John Paul Stevens: 'There’s No Need for All the Guns We Have in the Country'

John Paul Stevens / Getty Images
May 13, 2019

In an interview with the Washington Post, former Supreme Court justice John Paul Stevens lamented about the Supreme Court's 2008 District of Columbia v. Heller decision and said, "there's no need for all the guns we have in the country and if I could get rid of one thing it would be to get rid of that whole gun climate."

The 2008 decision, of which Stevens wrote the dissenting opinion, is considered to be one of the most important cases relating to gun rights in the United States, and protected the individual right to gun ownership for Americans.

Stevens writes about the inner workings of the Court's deliberation on the case in a forthcoming book, the third he has written since he retired from the Supreme Court in 2010.

When he began writing his dissent on the case, Stevens said he aimed to persuade Justices Anthony Kennedy and Clarence Thomas, who both ultimately sided with Justice Antonin Scalia's majority opinion.

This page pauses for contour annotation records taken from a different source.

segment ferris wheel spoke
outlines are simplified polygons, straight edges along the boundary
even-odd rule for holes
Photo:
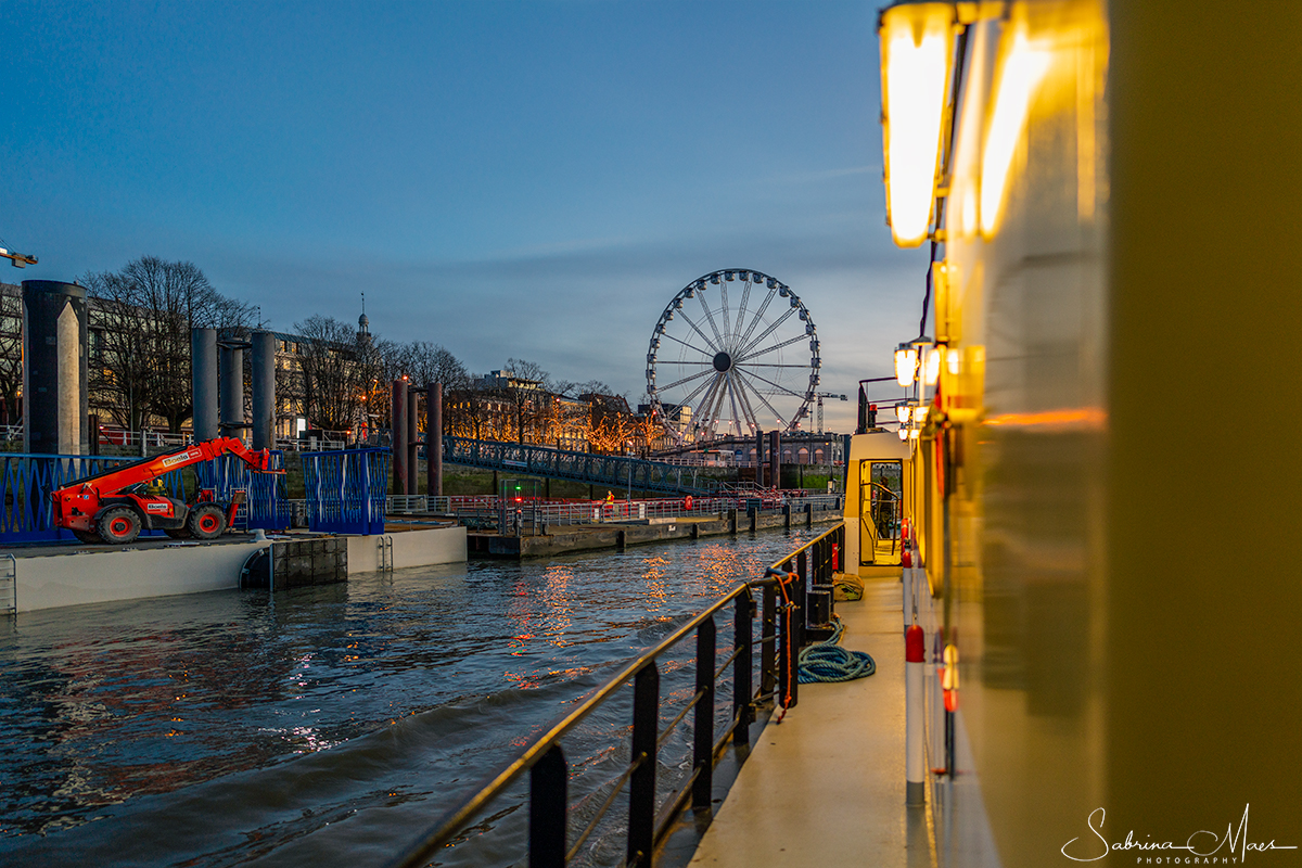
[[[754,371],[747,371],[747,373],[750,373],[750,376],[755,377],[756,380],[763,380],[764,383],[767,383],[768,385],[773,387],[773,388],[775,388],[775,389],[777,389],[779,392],[785,392],[786,394],[790,394],[790,396],[794,396],[794,397],[799,398],[801,401],[803,401],[803,400],[805,400],[805,396],[803,396],[803,394],[801,394],[799,392],[793,392],[792,389],[788,389],[788,388],[786,388],[785,385],[783,385],[781,383],[773,383],[773,381],[772,381],[772,380],[769,380],[768,377],[766,377],[766,376],[760,376],[759,373],[755,373]]]
[[[700,310],[706,311],[706,319],[710,320],[710,331],[715,333],[719,338],[719,346],[724,346],[724,336],[719,332],[719,325],[715,323],[715,315],[710,312],[710,305],[706,303],[706,294],[697,293],[697,301],[700,302]]]
[[[783,419],[783,414],[780,414],[780,413],[779,413],[779,411],[777,411],[777,410],[776,410],[776,409],[773,407],[773,405],[771,405],[771,403],[768,402],[768,398],[766,398],[766,397],[764,397],[764,394],[763,394],[763,393],[762,393],[762,392],[760,392],[759,389],[756,389],[756,388],[755,388],[755,384],[754,384],[754,383],[746,383],[746,377],[745,377],[745,376],[742,376],[741,371],[737,371],[737,379],[738,379],[738,380],[741,380],[741,381],[742,381],[743,384],[746,384],[747,387],[750,387],[750,390],[755,393],[755,397],[756,397],[756,398],[759,398],[759,402],[760,402],[760,403],[763,403],[763,405],[764,405],[766,407],[768,407],[768,411],[773,414],[773,418],[775,418],[775,419],[777,419],[777,420],[779,420],[779,422],[780,422],[781,424],[784,424],[784,426],[786,424],[786,420],[785,420],[785,419]]]
[[[776,295],[777,295],[777,286],[775,285],[771,290],[768,290],[768,295],[764,295],[764,302],[759,306],[759,310],[755,311],[755,315],[751,318],[750,323],[746,324],[746,332],[741,336],[741,340],[737,341],[737,346],[733,349],[740,350],[742,346],[746,345],[747,341],[750,341],[750,336],[755,332],[755,327],[764,320],[764,311],[768,310],[768,303],[772,302]]]
[[[746,387],[741,383],[741,371],[729,371],[728,376],[734,379],[733,387],[737,389],[737,398],[741,401],[741,411],[746,416],[746,422],[750,423],[751,428],[759,427],[759,419],[755,416],[755,409],[750,406],[750,400],[746,397]]]
[[[723,334],[727,338],[727,337],[730,337],[730,334],[729,334],[730,329],[728,328],[728,281],[727,280],[719,285],[719,295],[723,298],[723,302],[724,302],[723,311],[720,314],[720,319],[724,321]],[[724,346],[727,346],[728,341],[724,340],[723,344],[724,344]]]
[[[689,350],[695,350],[697,353],[700,353],[702,355],[713,355],[713,353],[711,353],[708,350],[703,350],[699,346],[693,346],[691,344],[687,344],[686,341],[680,340],[680,338],[674,337],[673,334],[661,334],[661,337],[667,337],[671,341],[674,341],[676,344],[682,344]],[[702,362],[702,364],[710,364],[710,362]]]
[[[747,280],[746,285],[741,290],[741,305],[737,306],[737,319],[733,323],[737,325],[737,331],[741,331],[742,323],[746,320],[746,302],[750,299],[750,288],[753,284]]]
[[[733,406],[733,422],[737,423],[737,433],[741,433],[741,414],[737,411],[737,389],[733,388],[732,376],[728,377],[728,400]]]
[[[703,431],[710,431],[712,428],[711,418],[715,413],[715,401],[719,396],[719,384],[723,383],[723,375],[716,376],[710,381],[710,389],[706,392],[706,397],[700,400],[697,415],[706,420],[702,426]]]
[[[772,346],[766,346],[762,350],[755,350],[754,353],[747,353],[746,355],[741,357],[737,360],[738,362],[746,362],[747,359],[753,359],[756,355],[763,355],[764,353],[772,353],[773,350],[780,350],[784,346],[790,346],[792,344],[799,344],[801,341],[809,340],[809,337],[810,337],[809,334],[797,334],[796,337],[786,338],[781,344],[773,344]],[[809,367],[809,366],[807,364],[802,364],[802,366],[798,366],[798,367]]]
[[[710,428],[713,429],[724,418],[724,402],[728,400],[728,375],[720,375],[719,396],[715,401],[715,415],[710,420]]]
[[[700,394],[700,390],[704,389],[711,383],[712,383],[712,380],[704,380],[702,383],[698,383],[697,387],[691,392],[689,392],[686,396],[684,396],[684,398],[681,401],[677,402],[677,405],[680,407],[691,406],[691,400],[695,398],[698,394]]]
[[[684,312],[684,311],[678,311],[678,312],[682,314],[682,321],[686,323],[687,325],[690,325],[691,331],[695,332],[697,334],[699,334],[700,340],[703,340],[706,342],[706,346],[710,347],[711,351],[707,353],[706,355],[713,355],[715,353],[717,353],[719,351],[719,346],[716,346],[715,342],[710,340],[710,336],[706,334],[704,332],[702,332],[700,327],[697,325],[695,323],[693,323],[691,319],[687,316],[686,312]]]
[[[677,385],[682,385],[684,383],[691,383],[691,381],[693,381],[693,380],[695,380],[697,377],[703,377],[703,376],[707,376],[707,375],[708,375],[708,373],[710,373],[710,372],[711,372],[712,370],[713,370],[713,368],[710,368],[710,371],[698,371],[697,373],[690,373],[690,375],[687,375],[687,376],[682,377],[681,380],[674,380],[674,381],[673,381],[673,383],[671,383],[669,385],[665,385],[665,387],[660,387],[660,388],[658,389],[658,392],[665,392],[665,390],[668,390],[668,389],[672,389],[672,388],[674,388],[674,387],[677,387]]]
[[[750,398],[746,397],[746,387],[741,384],[741,375],[737,375],[737,394],[741,397],[742,411],[746,414],[746,422],[750,423],[751,429],[759,428],[759,415],[755,413],[755,407],[751,406]]]
[[[746,355],[749,355],[751,350],[754,350],[756,346],[759,346],[760,344],[764,342],[766,337],[768,337],[773,332],[776,332],[779,325],[781,325],[788,319],[790,319],[792,314],[794,314],[794,312],[796,312],[794,307],[786,308],[785,314],[783,314],[781,316],[779,316],[777,319],[775,319],[772,323],[769,323],[768,328],[766,328],[763,332],[760,332],[759,337],[756,337],[750,344],[747,344],[737,355],[741,355],[742,358],[745,358]],[[801,336],[801,337],[803,337],[803,336]]]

"Unquestionably the most clearly incorrect decision that the Court announced during my tenure on the bench," Stevens additionally opined in his interview. "Just the other day there was another school shooting in Colorado, and every time it happens, it seems to me we don't have to have this kind of thing in this country, and we should do everything we can to try to change it."

Stevens, appointed to the Supreme Court in 1975 by President Gerald Ford, was a registered Republican when he first joined the court but over his three-decade tenure as an associate justice wound up siding with liberal majorities on a variety of notable decisions.

This is not the first time Stevens has offered his personal opinions on the Second Amendment since his retirement.

Following the 2018 shooting at Marjory Stoneman Douglas High School, Stevens published an opinion piece in the New York Times calling for a full repeal of the Second Amendment and wrote, "Concern that a national standing army might pose a threat to the security of the separate states led to the adoption of that amendment, which provides that 'a well regulated militia, being necessary to the security of a free state, the right of the people to keep and bear arms, shall not be infringed.' Today that concern is a relic of the 18th century."

Stevens's book, The Making of a Justice, is set to be released on Tuesday and is "a tale of a privileged childhood in Chicago, the ravages of the Great Depression and a family scandal, service as a wartime cryptologist and a charmed legal career as a Supreme Court clerk, appeals court judge and the third-longest-serving justice in the court's history."